1994 schied er aus dem Unternehmen der Familie in Röthenbach aus, das Weltruhm mit der Herstellung von Graphitelektroden erlangt hatte. Dies hinterließ tiefe Spuren. Er konzentrierte sich nunmehr auf Computer und saß in der Münchener SM Software AG im Aufsichtsrat. Bereits 1983, so berichten die Nürnberger Nachrichten, habe er 150 Rechner zu einem Netzwerk verbunden und eine Sprachlernsoftware für den Commodore 64 entwickelt.
Nach der Trennung von seiner zweiten Ehefrau blieb er erneut alleine auf dem Hof.
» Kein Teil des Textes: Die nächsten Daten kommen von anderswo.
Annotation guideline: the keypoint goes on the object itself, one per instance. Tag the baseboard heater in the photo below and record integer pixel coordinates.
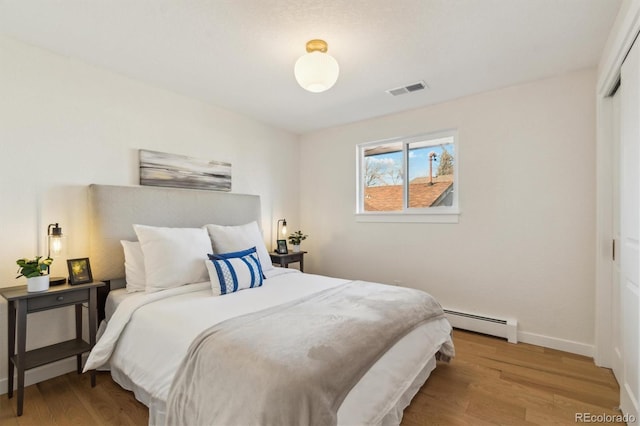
(505, 328)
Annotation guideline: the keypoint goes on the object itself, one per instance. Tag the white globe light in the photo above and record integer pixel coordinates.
(316, 71)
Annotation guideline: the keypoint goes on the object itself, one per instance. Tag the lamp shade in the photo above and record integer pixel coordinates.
(316, 71)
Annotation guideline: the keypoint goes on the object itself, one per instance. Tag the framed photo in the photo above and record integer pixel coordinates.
(79, 271)
(282, 247)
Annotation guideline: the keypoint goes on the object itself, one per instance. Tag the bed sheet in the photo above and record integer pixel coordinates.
(157, 338)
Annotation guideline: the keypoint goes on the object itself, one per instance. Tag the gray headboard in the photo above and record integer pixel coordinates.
(113, 209)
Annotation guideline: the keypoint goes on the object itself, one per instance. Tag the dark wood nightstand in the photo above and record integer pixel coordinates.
(285, 259)
(22, 303)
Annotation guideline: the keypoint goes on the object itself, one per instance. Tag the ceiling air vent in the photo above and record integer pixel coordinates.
(413, 87)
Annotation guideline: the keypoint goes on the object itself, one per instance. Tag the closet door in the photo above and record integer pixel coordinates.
(629, 294)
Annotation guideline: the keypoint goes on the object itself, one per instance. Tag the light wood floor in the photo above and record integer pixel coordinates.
(489, 382)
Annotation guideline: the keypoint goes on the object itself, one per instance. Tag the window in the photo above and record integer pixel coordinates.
(409, 179)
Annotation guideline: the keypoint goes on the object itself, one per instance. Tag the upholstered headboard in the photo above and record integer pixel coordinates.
(114, 209)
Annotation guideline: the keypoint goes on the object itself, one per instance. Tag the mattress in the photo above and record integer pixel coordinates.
(155, 340)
Im Jahr 2008 musste er sich von etlichen seiner Pferde trennen, weil die Arbeit nicht mehr zu bewältigen war. Züchterkollegen übernahmen mehrere Stuten.
Die letzten Pferde verließen 2015 den Hof, darunter die braunen Hengste Daru und Midas und ein kleiner, nobler Schimmel aus der Lenkoran-Linie, eines seiner letzten Lieblingspferde. Midas wurde von Doris und Thomas Wehner bei Fulda übernommen, Daru, der heute mit 29 Jahren noch bei bester Gesundheit ist, überließ er den Züchterkollegen Gabriele und Jörn-Helge Möller in der Holledau.
Auf dem Hof erlitt er in dieser Zeit noch einen ersten Schlaganfall, von dem er sich wieder erholte. Er zog daraufhin in eine Wohnung am Starnberger See und lebte dort bis Ende des letzten Jahres selbstbestimmt. Er ließ es sich nicht nehmen, von dort aus noch zwei Mal bei Familie Möller Daru und dessen Nachwuchs zu besuchen. Einige Male rief er auch mich an, erkundigte sich nach Neuigkeiten aus der Pferdewelt und unterhielt sich mit mir über die Weltpolitik.
Er erlebte noch mit, dass das 2002 nach einer Insolvenz an einen indischen Konzern verkaufte Familienunternehmen schließlich 2022 die Elektrodenproduktion einstellte.
Der älteste Sohn Marc, aus der Ehe mit Marita Conradty, erwarb den Hof im August 2017, investierte mit Unterstützung seiner Mutter viel Zeit und Mühe und vermietet heute dort Boxen. Dessen Sohn, Claudio Conradtys Enkel Luis, 16 Jahre alt, hat die Pferdebegeisterung des Großvaters geerbt und besitzt nun auf dem Hof ein eigenes Pferd.
Nach einer Herzoperation, einem Sturz mit Oberschenkelhalsbruch, erfolgreicher Operation und schließlich erneuten Herzproblemen ging es schnell. Am Morgen des 24.12.2024 starb Claudio Conradty und mit ihm das Wissen ganzer Generationen von Pferdeleuten.
In der denkmalgeschützten Kirche in Röthenbach, die sein Vorfahr Friedrich Conradty ab 1909 maßgeblich mit geplant und unterstützt hatte – die Familie trug den Großteil der Baukosten – wurde er am 08.02.2025 mit einer Trauerfeier verabschiedet.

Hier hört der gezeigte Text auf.